Here is a magic card illustration I did a while back. I got to design some kind of evil forest monster rooting up tombstones with undead crawling up from the ground.

In the thumb stage I established most of what made it to final. I chose a very low horizontal line to make us look from below up on the monster making him seem more gigantic and impressive. I have a soft spot for monsters without eyes. i think it makes them more primal to be equipped only with the bare necessities for eating: mouth and teeth. Eyes are too personal.

I ink the whole thing up on paper and add black acrylics to establish the values. From thumb to sketch I flattened out the perspective even more. I removed the zombie to the right since I wanted the focus to be on the 2 ones underneath him. I put a stone and a tree to the left in the foreground to make it appear that we are looking from behind something. It puts the viewpoint more into the scene.
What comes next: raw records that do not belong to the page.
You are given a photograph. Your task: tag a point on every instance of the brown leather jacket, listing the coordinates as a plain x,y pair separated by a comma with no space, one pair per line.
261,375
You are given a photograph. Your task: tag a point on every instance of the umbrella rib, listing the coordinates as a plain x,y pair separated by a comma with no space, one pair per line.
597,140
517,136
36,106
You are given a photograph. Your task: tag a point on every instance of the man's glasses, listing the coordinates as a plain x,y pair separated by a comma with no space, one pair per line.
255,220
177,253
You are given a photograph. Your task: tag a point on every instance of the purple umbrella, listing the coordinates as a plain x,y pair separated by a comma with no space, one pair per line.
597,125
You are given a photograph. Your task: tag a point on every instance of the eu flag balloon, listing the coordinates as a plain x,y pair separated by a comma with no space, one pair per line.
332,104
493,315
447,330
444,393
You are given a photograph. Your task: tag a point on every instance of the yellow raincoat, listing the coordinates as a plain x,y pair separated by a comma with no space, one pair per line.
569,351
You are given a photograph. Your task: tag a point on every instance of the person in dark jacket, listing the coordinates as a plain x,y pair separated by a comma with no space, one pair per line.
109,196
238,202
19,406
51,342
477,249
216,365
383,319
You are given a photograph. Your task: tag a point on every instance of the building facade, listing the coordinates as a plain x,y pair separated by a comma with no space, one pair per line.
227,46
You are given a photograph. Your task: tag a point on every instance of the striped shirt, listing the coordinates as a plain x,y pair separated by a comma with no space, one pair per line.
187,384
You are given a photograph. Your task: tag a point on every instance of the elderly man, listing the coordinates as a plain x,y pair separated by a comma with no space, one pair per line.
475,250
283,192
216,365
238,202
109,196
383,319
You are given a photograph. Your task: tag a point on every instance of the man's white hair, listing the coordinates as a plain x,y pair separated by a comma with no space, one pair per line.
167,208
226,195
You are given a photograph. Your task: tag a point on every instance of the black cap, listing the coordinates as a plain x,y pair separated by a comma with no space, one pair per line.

I wanted the mood of this image to be very grey and without colors. As if the scene was lit only by moonlight, but I needed a strong accent color to show some magic element. Adding the pinkish tone to the mouth helps draw attention to the facial area. I think that little contrast color in a green/greyish palette helps wonder isn pulling the overall image away from being monochromatic. By having ONE off color you read the image as deeper and more colorful even though it is mostly build up by very simple color choices. Also the fact that all values was chosen beforehand really makes the coloring only a matter of creating texture.

In the final painting stage I scrapped the pine trees and replaced them with strange willow-like trunks. Also I replaced the leaves and branches on his back with the same kind of branch like shapes.
I am pretty happy with how few stages there are between the first thumb and the final image. I didn’t have any stage between the thumb and the drawing on the paper I painted on. By transferring only a thumb instead of a more rendered sketch I keep everything fresh and alive and lets the dynamic from the thumb translate all the way to final…that is, when everything goes well.